Joseph, Mary, and Jesus in Matthew & Luke
A recent question I received: “I started reading Matthew this morning and it stood out how prominent Joseph appears in the beginning chapters compared to in Luke. Was there a reason Matthew emphasizes the one earthly parent and Luke the other?"
Answer: That’s a great and accurate observation.
Probably it’s due to this: the original readers of those two Gospels were two different groups with two different sets of things that were significant for their understanding of Jesus.

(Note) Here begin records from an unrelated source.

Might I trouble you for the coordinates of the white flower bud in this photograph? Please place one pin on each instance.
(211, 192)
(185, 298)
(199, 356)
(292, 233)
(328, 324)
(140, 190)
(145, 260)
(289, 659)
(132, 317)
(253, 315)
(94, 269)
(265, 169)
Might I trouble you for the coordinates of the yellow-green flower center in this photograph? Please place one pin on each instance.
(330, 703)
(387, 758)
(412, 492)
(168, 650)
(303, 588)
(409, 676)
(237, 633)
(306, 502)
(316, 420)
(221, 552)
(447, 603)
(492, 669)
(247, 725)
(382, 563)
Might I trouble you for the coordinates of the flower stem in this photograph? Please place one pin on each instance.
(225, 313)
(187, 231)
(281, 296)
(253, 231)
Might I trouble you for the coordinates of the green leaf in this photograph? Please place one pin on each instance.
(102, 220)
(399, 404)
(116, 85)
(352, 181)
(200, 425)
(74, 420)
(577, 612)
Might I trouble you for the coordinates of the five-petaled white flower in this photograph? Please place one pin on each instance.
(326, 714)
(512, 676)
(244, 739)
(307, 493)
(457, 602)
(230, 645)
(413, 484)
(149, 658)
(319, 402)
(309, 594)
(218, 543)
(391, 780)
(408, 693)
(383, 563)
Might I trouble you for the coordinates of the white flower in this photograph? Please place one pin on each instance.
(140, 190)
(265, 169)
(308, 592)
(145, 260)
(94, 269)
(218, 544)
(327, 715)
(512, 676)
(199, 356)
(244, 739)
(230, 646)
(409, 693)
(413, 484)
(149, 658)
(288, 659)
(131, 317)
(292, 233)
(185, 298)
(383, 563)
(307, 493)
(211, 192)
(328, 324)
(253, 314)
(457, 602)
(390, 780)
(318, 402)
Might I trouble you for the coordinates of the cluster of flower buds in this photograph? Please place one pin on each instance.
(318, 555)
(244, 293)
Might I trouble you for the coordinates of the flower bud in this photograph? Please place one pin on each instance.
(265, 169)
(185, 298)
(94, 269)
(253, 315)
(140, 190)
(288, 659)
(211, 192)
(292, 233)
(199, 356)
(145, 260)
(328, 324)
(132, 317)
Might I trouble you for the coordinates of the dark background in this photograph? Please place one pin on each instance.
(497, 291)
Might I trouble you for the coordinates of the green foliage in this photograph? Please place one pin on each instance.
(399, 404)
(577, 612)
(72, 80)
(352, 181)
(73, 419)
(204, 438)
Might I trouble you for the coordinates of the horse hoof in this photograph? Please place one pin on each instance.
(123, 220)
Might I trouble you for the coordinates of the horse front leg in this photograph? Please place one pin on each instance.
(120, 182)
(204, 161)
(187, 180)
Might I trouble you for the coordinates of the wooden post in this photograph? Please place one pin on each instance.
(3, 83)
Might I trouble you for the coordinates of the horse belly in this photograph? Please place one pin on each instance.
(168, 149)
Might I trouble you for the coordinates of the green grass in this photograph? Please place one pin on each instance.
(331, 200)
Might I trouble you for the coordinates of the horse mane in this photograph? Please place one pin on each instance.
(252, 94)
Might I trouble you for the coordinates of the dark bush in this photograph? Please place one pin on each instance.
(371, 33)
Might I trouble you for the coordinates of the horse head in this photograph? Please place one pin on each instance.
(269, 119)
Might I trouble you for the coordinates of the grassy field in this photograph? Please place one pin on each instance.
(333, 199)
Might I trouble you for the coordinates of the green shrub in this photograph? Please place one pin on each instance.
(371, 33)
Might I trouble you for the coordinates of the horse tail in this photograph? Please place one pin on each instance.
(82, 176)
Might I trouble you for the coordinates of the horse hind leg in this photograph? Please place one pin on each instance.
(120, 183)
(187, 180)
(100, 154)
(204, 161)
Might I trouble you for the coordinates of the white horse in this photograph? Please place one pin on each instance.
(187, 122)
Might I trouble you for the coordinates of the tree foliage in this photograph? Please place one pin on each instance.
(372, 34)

Matthew was written to Jews (it’s why the Gospel quotes the Old Testament so much), and it seeks to prove to the Jews of the A.D. 40s that Jesus was and is the Davidic (descended from David) king who had come to save His people, not temporally through an earthly kingdom, but eternally through an eternal kingdom. Joseph is key to that claim of Jesus’ being king, because Joseph is a descendent of David, and thus his (adopted) son has legitimate claim to the throne of God's people, per God’s declaration to David in 2 Samuel 7:16 (in which God had said the only legitimate kings over His people would be David’s descendants). Matthew’s genealogy is structured by this purpose, too, displaying that Jesus is not only of the house of Abraham, but of the house of David (and, thus, He is a legitimate heir to David's throne).

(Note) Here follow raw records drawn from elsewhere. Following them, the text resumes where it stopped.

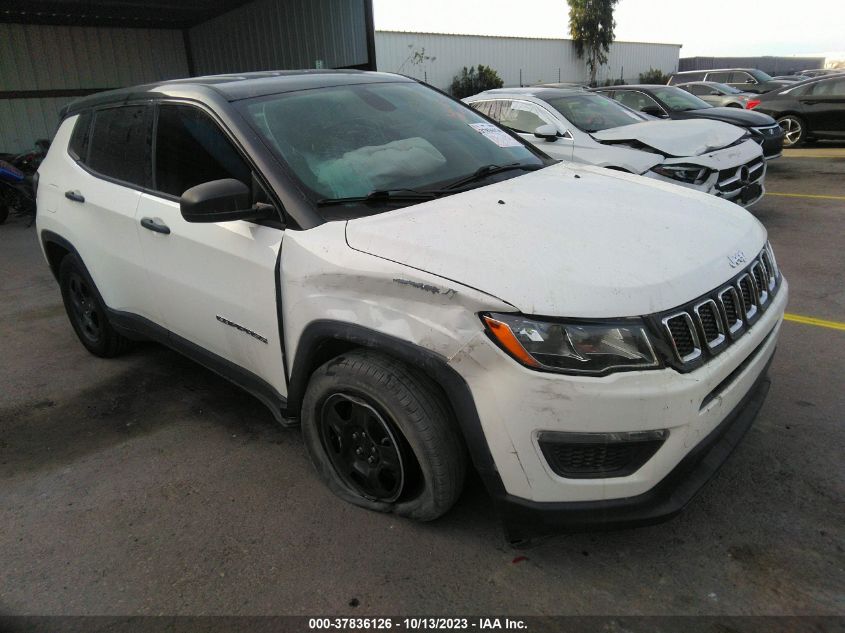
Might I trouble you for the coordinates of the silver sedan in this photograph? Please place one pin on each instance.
(716, 94)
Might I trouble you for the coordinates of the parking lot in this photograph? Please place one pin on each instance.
(148, 485)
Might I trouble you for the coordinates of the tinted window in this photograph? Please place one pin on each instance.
(347, 141)
(481, 106)
(592, 113)
(720, 77)
(636, 100)
(78, 145)
(191, 149)
(678, 100)
(741, 77)
(518, 116)
(829, 87)
(120, 144)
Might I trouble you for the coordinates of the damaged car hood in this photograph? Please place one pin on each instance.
(569, 241)
(675, 138)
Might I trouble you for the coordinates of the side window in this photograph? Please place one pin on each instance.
(498, 110)
(636, 100)
(720, 77)
(120, 144)
(829, 88)
(191, 149)
(740, 77)
(78, 145)
(481, 106)
(523, 118)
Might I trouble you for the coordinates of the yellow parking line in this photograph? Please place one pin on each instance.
(797, 318)
(805, 195)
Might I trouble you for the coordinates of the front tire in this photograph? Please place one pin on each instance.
(87, 311)
(381, 436)
(794, 131)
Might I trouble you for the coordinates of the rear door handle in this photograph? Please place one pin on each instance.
(152, 225)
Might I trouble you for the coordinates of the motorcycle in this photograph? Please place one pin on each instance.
(17, 182)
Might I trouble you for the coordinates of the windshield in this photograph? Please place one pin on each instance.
(678, 100)
(759, 75)
(726, 89)
(593, 113)
(352, 140)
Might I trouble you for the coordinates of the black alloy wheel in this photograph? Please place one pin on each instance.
(84, 308)
(363, 448)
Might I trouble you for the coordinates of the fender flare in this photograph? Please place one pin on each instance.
(321, 335)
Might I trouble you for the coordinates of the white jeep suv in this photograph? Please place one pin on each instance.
(419, 288)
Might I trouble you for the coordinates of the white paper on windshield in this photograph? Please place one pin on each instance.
(494, 134)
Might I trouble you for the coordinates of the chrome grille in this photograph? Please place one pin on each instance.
(731, 180)
(748, 293)
(683, 336)
(710, 322)
(731, 310)
(761, 281)
(724, 313)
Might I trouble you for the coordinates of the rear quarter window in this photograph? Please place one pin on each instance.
(78, 145)
(120, 144)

Luke, on the other hand, is writing to Theophilus, who appears to be a gentile, Roman governor who is a Christian (Luke 1:1-4, Acts 24:3, 26:25). One of Luke’s lessons to Theophilus is that Theophilus, in his position of civil power, should use his civil power for the protection of women, the weak, the overlooked, and the poor (instead of trampling on them, as Rome and its society typically did). Thus, Luke emphasizes those groups throughout his Gospel, and shows how God exalts and honors these groups, both in the Jesus’ preamble (check out Zechariah’s and Mary’s speeches in chapter one, with regard to their emphasis on God’s remembering the humble, the hungry, and the otherwise lowly) and in Jesus’ treatment of the people in those categories throughout the rest of the Gospel. Thus, Mary is more prominent than Joseph in the birth narrative of Luke.